Big Data and the Cold War

Big Data and the Cold War are two things that seem like they should go together. Both are big unwieldy entities. And both seem to drive scholars a bit batty. But with the exception of a few digital history projects, I haven’t really ever come across the two together.1

This all changed the past month, when big data and Cold War history did sort of come together for me as I was able to attend two separate conferences on each topic.[^2] Even though the two conferences were quite different in format and subject, I wanted to write and think about them together - kind of a forced engagement - even if it’s just in my head, and now on my website. I’ve written down some of the major questions/problems/shifts that were discussed at these conferences, but what follows is in no way a faithful representation of these conferences (sorry, you’ll have to try and attend them next year). Rather, think of this post as my conference doodles come to life - incoherent and shoddily sketched, but hopefully the beginning of something much more.

I still wanted to write a bit about each conference so I’ve created little subheadings. Feel free to jump ahead if you just want my ideas on the intersections between big data and Cold War history.

Jump to Making Big Data Human | European Summer School on Cold War History | Big Data and Cold War history


The first conference was one I found on twitter, called Making Big Data Human. [^2]

View from the conference

Luckily, someone canceled last minute so I was able to attend as a participant and head to Cambridge for the first time. The conference was hosted by a great group called Doing History in Public. The conference was a day long and covered a whole host of topics - from web archiving to database and keyword searches to human geography and visualization. Marta Musso storified the twitter exchange here, which gives a good live feed of the conference, as well as some of my thoughts that I won’t rehash here.

So here are the (my) big thoughts from the conference:

1. How do we deal with inconsistency and uncertainty in big data?
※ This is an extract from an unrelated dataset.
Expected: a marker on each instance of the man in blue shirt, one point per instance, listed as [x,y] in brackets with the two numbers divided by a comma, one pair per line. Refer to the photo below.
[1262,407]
In the opening keynote, Jane Winters talked about the problems inherent to the patchiness of data collection, especially with respect to web archives. How do we know what’s missing in massive data set or the degree of accuracy in the data collection? Compounding this difficulty is the reliance of big data on keyword searching, algorithms, and curated web archives, which can be problematic when you consider how these entities may fail to show the gaps in data and flatten complexities though the presentation of materials (i.e. think a list of google search hits versus searching in physical archives). I don’t think this problem is actually an obstacle, but rather an opportunity to reconsider how we think and talk about our data in the humanities, allowing for some space between object and interpretation.
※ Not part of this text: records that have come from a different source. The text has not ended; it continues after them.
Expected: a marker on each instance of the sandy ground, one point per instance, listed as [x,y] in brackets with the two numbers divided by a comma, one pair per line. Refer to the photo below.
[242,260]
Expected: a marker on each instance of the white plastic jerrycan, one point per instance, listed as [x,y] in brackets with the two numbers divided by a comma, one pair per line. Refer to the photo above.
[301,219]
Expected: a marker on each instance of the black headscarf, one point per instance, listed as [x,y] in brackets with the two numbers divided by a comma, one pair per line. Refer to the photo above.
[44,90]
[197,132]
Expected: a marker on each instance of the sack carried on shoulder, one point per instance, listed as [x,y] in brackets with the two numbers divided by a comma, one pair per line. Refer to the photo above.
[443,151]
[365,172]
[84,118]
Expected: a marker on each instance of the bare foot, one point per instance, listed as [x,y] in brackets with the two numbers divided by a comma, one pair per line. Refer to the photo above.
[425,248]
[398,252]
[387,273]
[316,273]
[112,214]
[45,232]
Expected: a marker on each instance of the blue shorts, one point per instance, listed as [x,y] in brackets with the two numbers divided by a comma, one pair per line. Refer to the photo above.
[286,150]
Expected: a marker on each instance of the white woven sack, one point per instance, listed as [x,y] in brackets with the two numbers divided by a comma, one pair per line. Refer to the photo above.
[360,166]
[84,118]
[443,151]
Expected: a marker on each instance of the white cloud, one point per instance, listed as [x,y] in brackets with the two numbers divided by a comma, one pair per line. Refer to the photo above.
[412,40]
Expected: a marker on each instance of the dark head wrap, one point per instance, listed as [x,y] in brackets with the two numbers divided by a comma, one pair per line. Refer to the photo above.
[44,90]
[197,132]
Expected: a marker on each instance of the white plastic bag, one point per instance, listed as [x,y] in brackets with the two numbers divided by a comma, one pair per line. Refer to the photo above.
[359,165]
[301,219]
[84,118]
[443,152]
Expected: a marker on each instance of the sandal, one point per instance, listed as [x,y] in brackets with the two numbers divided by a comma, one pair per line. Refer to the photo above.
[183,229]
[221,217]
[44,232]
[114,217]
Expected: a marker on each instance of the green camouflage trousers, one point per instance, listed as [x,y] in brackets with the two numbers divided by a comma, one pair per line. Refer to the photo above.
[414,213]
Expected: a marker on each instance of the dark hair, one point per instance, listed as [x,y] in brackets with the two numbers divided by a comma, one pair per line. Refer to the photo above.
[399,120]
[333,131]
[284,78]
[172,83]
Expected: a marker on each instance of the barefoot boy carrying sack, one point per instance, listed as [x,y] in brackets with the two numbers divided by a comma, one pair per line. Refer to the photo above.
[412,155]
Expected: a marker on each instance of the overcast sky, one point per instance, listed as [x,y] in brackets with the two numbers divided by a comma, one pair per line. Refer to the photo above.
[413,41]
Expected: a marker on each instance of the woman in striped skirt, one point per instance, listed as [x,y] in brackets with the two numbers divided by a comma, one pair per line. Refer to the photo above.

We also had a great discussion about the limitations of databases and queries. I think these discussions are signs of a growing scholarly critique of how data has been and continues to be collected and organized. Yet, we still have a long way to go for how we incorporate the reality of the patchiness of data into our scholarly research and interpretations. For example, we all know archives are abstractions but more often than not we hide many of the limitations of our studies in the footnotes. This approach is less productive in the context of big data, which requires fairly explicit discussion regarding the dataset’s specific parameters. Hopefully, the broader scope of evidence available through “big data” can help historians become a bit more honest about their data and analyses.
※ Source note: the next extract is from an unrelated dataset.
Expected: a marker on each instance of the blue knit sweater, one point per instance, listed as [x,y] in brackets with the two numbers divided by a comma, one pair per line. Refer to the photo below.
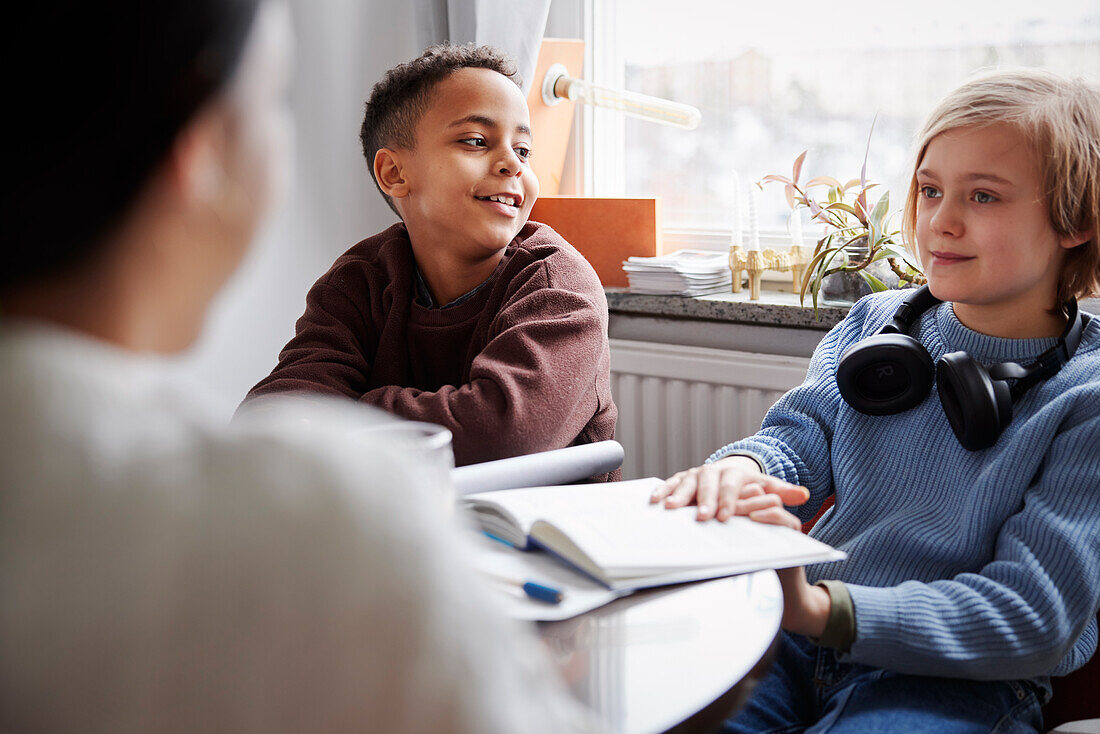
[974,565]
2. How do we identity and work with institutional structures and overcome institutional obstacles to big data in the humanities?

A secondary and largely connected theme was that big data projects require] collaborations across disciplines, career stages, and institutions. The conference was great in actually bringing together scholars from across the sciences and the humanities. But it can be difficult to find collaborators in other departments. Furthermore, collaborating raises questions about the intellectual ownership of these digital projects, particularly for humanists who cannot program. In the UK and the EU more so than in the US, there’s a tendency to fund large scale big data initiatives, which is great for the scope of the project, but poses challenges regarding the division of labor between a single Primary Investigator and many postdocs and students. How this will be resolved remains to be seen, but clearly some of the best collaborations are happening on campuses were some type of infrastructure exists to encourage and facilitate cross-disciplinary collaborations.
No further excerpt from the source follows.